日銀に入行し総裁まで勤めた著者が自らの経験に沿って、日銀の任務とそれを遂行する方法、よって立つ理論的背景を説明する。著者の解釈も分かりやすい。
750頁以上の大著ながら論述は平易で、興味を持って読み進められ、理解しやすい。強調すべき本書の特色である。
優れた書であると前提したうえで個人的に気になったところをあげたい。
著者は政府からの、金融政策に対する発言に非常に不快感、苛立ちを抱いている。日銀の専管事項である金融政策に、上は総理から下っ端役人に至るまで政府からの発言があれば、それは政府の見解となる。
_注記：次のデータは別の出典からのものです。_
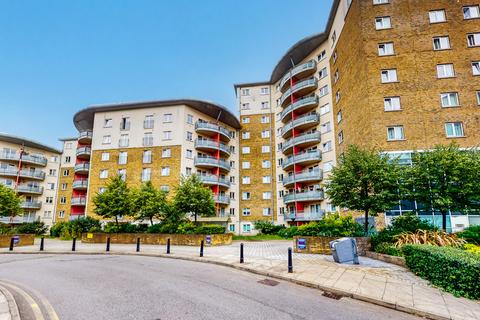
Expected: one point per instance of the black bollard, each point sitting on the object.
(11, 244)
(241, 252)
(290, 262)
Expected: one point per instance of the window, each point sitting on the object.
(103, 174)
(449, 99)
(167, 135)
(147, 156)
(437, 16)
(441, 43)
(445, 70)
(454, 129)
(471, 12)
(146, 174)
(107, 123)
(476, 68)
(107, 139)
(166, 153)
(383, 23)
(386, 49)
(148, 122)
(395, 133)
(473, 39)
(148, 139)
(165, 171)
(123, 142)
(167, 117)
(391, 103)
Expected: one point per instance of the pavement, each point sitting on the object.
(372, 281)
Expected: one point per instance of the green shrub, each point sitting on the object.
(267, 227)
(37, 228)
(210, 229)
(471, 234)
(452, 269)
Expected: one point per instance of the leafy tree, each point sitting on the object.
(192, 197)
(445, 178)
(115, 201)
(9, 202)
(364, 180)
(149, 202)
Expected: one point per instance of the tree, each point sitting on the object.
(445, 179)
(149, 202)
(192, 197)
(365, 180)
(9, 202)
(115, 201)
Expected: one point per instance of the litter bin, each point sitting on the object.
(344, 250)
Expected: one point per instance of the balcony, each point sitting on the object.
(210, 129)
(78, 201)
(303, 176)
(301, 71)
(302, 105)
(300, 89)
(80, 184)
(26, 158)
(82, 168)
(31, 205)
(211, 179)
(210, 162)
(303, 196)
(303, 122)
(84, 153)
(305, 215)
(212, 145)
(303, 158)
(85, 137)
(221, 199)
(29, 174)
(304, 140)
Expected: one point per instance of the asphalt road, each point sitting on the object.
(103, 287)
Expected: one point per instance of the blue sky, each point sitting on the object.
(57, 57)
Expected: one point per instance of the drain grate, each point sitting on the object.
(269, 282)
(332, 295)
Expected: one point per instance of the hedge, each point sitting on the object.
(454, 270)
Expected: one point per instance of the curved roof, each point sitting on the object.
(26, 142)
(83, 119)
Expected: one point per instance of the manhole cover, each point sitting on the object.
(269, 282)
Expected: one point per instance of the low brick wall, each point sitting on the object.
(157, 238)
(23, 240)
(399, 261)
(321, 245)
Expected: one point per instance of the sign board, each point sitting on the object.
(301, 244)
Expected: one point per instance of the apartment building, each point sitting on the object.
(31, 169)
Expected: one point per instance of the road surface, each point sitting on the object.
(104, 287)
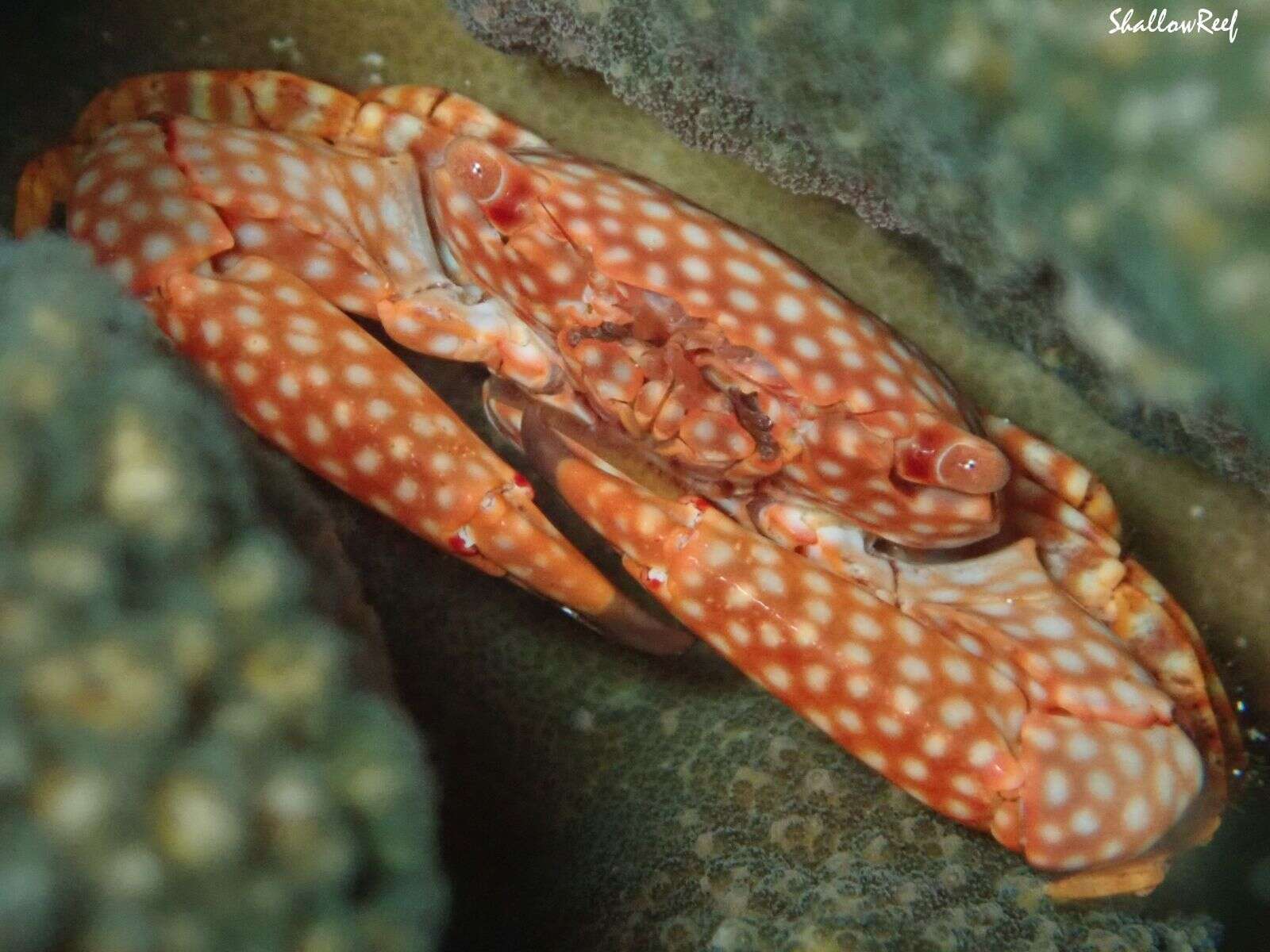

大物学者でもあるいは民間のエコノミスト、評論家だろうと、どんな間違った発言や反日銀の言論であろうとも所詮外部からの雑音である。それに対して政府からの発言は、協力して経済政策にあたるべき部門からの発言であるから、嫌がるのである。政策決定会合での政府の発言権や経済財政諮問会議で説明しなくてはならないのに対しても嫌悪を隠さない。
日銀総裁としての著者の不快感はよくわかる。しかし正当化できるのだろうか。
日銀の独立性について章を設けて議論している第22章では役人的優等生的に論じている。
ただ総裁の任命権について、法的形式的な話でなく、具体的に候補の名を挙げるのは誰か。国会で承認するかしないかはその候補がいるからで、候補自体を挙げる主体はどれか。それは政府である、という回答であろう。それなら日銀の政府からの独立性はどうやって確保できるのか。トップの選任権が政府に握られているなら、政府の支配下にあるのではないか。
会社の社長の一番重要な仕事は次期社長を決めることと以前読んだ。日銀総裁には次期総裁を決定することはもちろん、指名する権限さえない。
最後に細かいところながら、著者は日銀職員の任務に対する献身、奮闘ぶりに感傷的ともいえる感謝の気持ちを表明している。組織の長として当然であろう。しかしながら客からの怒号に耐えたり、休日出勤して業務を遂行することは民間の会社でも中小を含めみんなやっている。政府の職員でもそうである。日本最高のエリートである日銀職員だけでない。
日本経済が回っていき、日本が住みよい社会と言えるなら、それはこういう国民全体の貢献によっているのである。